In 1989 the design company Aldrich Pears led a series of Indigenous focus groups to aid Wanuskewin planners in the development of interpretive media and messages. The media favoured by these groups—audiovisual presentations, exhibits, guided and self-guided tours, storytelling, trail signage, archaeological interpretation, and activity nodes—followed the usual pattern of historic site interpretation (although they also stressed the importance of protecting the land). It was in their discussion of storyline messages, however, where the groups struck off in new directions. According to the Aldrich Pears summary, Indigenous respondents “described their current accomplishments and their outlook on the future.” The report went on to note that respondents wanted to see “references . . . made to problems originating at the time of contact, but only to provide context for the actions and achievements of Indians today in the arts, education, the economy, the political realm and the revival of culture.” Despite the fact that these focus group comments shifted away from the messages inherent in the ancient story of Wanuskewin, they do underscore Indigenous desires to portray not just the stories of their distant past but an exploration of their culture in contemporary ways and in contemporary contexts. However, in the margin of the Aldrich Pears summary of focus group comments, a handwritten note observes the “absence of reference to treaties, depopulation due to disease, enforced farming, residential schools, banning of ceremonies, reserve system, discrimination.” Did that marginalia refer to historical topics mentioned by the groups that were not part of the planned site interpretation or were they actually considered as part of the overall message? Regardless, the note then goes on to comment: “May wish to minimize to 1500 years B.P.” This last statement might suggest that the original organizers wished to restrict historical interpretation to topics related to ancient occupation and away from more recent issues surrounding Indigenous life in western Canada. It appears that some tension existed early on between Indigenous advisory groups and interpretive consultants regarding the potential focus of the site.

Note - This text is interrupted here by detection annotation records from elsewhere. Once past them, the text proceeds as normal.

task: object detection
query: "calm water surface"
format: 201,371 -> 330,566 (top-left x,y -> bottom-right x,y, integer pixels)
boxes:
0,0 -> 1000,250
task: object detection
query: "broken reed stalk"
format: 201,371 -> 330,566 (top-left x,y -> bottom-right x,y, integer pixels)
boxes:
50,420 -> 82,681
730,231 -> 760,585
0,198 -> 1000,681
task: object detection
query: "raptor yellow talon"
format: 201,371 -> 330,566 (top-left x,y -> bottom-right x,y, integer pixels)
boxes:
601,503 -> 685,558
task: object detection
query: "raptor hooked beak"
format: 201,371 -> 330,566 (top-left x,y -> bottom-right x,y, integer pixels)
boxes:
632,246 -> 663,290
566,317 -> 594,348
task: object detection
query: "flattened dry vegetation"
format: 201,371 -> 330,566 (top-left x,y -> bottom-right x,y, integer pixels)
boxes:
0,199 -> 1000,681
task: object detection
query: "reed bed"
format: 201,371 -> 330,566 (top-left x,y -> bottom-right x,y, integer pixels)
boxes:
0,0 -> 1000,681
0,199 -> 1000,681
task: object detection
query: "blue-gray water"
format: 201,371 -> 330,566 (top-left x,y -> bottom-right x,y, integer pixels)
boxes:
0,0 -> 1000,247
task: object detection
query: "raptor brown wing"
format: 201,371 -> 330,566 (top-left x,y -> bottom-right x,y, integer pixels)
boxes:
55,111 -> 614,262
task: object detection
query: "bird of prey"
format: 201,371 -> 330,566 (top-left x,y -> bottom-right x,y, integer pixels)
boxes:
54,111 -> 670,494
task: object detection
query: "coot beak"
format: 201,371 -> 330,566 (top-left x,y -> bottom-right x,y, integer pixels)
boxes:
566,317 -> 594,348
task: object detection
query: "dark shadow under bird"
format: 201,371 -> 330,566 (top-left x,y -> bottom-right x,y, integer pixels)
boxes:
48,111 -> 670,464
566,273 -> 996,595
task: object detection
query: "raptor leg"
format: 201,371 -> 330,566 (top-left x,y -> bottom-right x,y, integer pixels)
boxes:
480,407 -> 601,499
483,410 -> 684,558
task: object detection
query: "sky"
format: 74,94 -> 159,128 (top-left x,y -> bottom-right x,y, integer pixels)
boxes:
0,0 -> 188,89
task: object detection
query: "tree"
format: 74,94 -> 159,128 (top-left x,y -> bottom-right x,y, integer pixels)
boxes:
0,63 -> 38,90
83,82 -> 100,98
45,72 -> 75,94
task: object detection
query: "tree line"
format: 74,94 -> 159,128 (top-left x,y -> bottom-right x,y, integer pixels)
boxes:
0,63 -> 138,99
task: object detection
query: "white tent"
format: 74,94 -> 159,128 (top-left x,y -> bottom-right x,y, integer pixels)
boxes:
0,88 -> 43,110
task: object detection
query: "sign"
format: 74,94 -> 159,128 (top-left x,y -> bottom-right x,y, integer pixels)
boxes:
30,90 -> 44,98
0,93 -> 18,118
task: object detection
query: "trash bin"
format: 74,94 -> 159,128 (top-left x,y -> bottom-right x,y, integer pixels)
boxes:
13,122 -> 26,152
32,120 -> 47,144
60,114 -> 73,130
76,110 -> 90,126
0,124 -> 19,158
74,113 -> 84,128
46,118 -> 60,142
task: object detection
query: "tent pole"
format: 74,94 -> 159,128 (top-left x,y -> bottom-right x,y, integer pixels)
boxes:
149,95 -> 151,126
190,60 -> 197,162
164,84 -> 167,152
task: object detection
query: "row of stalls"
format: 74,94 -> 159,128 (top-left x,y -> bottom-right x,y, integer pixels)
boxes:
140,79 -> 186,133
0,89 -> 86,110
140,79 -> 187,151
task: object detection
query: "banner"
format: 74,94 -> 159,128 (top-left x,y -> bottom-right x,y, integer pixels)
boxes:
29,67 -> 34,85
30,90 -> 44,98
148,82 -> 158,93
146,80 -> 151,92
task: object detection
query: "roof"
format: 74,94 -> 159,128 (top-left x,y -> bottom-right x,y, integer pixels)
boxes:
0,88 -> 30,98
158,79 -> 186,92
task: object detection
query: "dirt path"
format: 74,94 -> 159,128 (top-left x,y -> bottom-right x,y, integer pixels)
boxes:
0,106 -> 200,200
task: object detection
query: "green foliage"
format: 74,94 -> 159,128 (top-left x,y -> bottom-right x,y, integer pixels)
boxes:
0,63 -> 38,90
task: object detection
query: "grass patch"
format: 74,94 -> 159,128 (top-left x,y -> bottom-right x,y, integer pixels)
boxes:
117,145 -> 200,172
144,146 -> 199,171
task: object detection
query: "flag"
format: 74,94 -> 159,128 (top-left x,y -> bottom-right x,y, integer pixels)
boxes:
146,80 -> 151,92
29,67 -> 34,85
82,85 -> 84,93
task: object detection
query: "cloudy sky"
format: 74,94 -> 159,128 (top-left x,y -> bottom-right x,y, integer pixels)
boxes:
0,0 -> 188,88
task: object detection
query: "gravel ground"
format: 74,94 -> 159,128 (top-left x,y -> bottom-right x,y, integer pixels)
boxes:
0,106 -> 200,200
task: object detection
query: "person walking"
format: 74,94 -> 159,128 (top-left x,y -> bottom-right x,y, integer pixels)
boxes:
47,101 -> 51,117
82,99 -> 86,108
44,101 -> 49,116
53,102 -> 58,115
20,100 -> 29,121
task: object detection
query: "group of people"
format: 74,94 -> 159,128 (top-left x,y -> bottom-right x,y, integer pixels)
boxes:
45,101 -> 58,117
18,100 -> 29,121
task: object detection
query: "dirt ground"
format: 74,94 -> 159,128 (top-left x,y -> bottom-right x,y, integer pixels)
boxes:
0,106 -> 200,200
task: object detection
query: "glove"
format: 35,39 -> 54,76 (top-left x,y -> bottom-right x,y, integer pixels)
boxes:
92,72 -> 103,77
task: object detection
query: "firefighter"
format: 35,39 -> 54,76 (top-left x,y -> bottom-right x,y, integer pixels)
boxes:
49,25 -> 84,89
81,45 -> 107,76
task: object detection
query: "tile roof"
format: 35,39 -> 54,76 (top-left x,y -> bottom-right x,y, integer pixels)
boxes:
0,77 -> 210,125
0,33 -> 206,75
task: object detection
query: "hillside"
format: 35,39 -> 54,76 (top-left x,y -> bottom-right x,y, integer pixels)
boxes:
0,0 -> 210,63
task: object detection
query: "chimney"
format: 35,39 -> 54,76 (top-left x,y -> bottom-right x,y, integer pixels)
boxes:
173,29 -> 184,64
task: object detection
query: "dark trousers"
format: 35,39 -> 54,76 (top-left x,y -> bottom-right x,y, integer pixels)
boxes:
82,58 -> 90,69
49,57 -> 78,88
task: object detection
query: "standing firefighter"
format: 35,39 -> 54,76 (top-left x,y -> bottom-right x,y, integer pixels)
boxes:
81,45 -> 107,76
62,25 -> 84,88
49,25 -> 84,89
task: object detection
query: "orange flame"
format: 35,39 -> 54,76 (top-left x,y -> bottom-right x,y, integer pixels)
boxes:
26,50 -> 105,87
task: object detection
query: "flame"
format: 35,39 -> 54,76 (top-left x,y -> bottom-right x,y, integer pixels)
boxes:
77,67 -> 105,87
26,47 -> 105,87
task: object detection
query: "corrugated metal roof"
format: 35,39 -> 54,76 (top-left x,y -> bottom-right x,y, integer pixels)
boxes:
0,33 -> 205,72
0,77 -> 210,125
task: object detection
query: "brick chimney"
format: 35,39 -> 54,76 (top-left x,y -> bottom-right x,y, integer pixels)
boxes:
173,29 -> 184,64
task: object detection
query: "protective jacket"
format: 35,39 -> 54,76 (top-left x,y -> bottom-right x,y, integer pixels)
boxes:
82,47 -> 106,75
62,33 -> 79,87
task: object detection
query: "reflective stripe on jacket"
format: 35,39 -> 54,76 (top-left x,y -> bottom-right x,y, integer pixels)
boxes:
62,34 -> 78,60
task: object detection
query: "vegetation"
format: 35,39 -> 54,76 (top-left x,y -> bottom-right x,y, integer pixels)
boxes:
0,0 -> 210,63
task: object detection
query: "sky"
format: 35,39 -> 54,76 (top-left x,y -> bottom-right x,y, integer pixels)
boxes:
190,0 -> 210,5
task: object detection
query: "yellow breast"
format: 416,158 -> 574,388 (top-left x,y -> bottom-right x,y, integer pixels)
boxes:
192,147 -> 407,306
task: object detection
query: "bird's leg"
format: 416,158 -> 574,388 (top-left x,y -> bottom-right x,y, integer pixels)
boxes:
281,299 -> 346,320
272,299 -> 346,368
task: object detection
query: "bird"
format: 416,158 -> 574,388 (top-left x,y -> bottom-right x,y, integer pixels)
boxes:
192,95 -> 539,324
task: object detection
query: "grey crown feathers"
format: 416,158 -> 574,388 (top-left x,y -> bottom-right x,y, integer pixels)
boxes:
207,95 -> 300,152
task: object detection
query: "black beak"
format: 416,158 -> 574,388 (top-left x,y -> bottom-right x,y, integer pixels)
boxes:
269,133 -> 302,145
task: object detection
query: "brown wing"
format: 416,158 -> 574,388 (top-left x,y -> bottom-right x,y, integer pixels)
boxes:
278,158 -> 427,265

Wanuskewin Heritage Park officially opened in June of 1992. Today the trails and site exhibits deal principally with the ancient history of Wanuskewin. It is with the site’s ongoing programming, however, that many contemporary themes are introduced. For instance, one recent exhibition was entitled “The Next 150: Visions of Canada’s Future,” where Indigenous artists explored what the relationship might be in the future between Canada and Indigenous peoples. Another recent exhibition featured a talk and display entitled “An Eloquence of Women” by Indigenous and well-known historian and arts and curatorial expert Sherry Farrell-Racette. Clearly, at Wanuskewin, traditional concepts of historic place are merged with contemporary interpretations of Indigenous life in the modern world, where unity in place, culture, customs, events, and traditions is reinforced.
Wanuskewin Heritage Park is a unique historic place in western Canada. It successfully combines those elements and discoveries that make up a remarkable cultural landscape—one that fuses the natural environment with the human—at the same time providing visitors with a wide range of alternative and changing cultural and historic programming. Most importantly, it does not portray Indigenous heritage as existing only in the past but considers the cultural, social, and political influence of Indigeneity in a modern world. Yet, at its core, one sees history at Wanuskewin on the ground, the realization of a narrative heritage.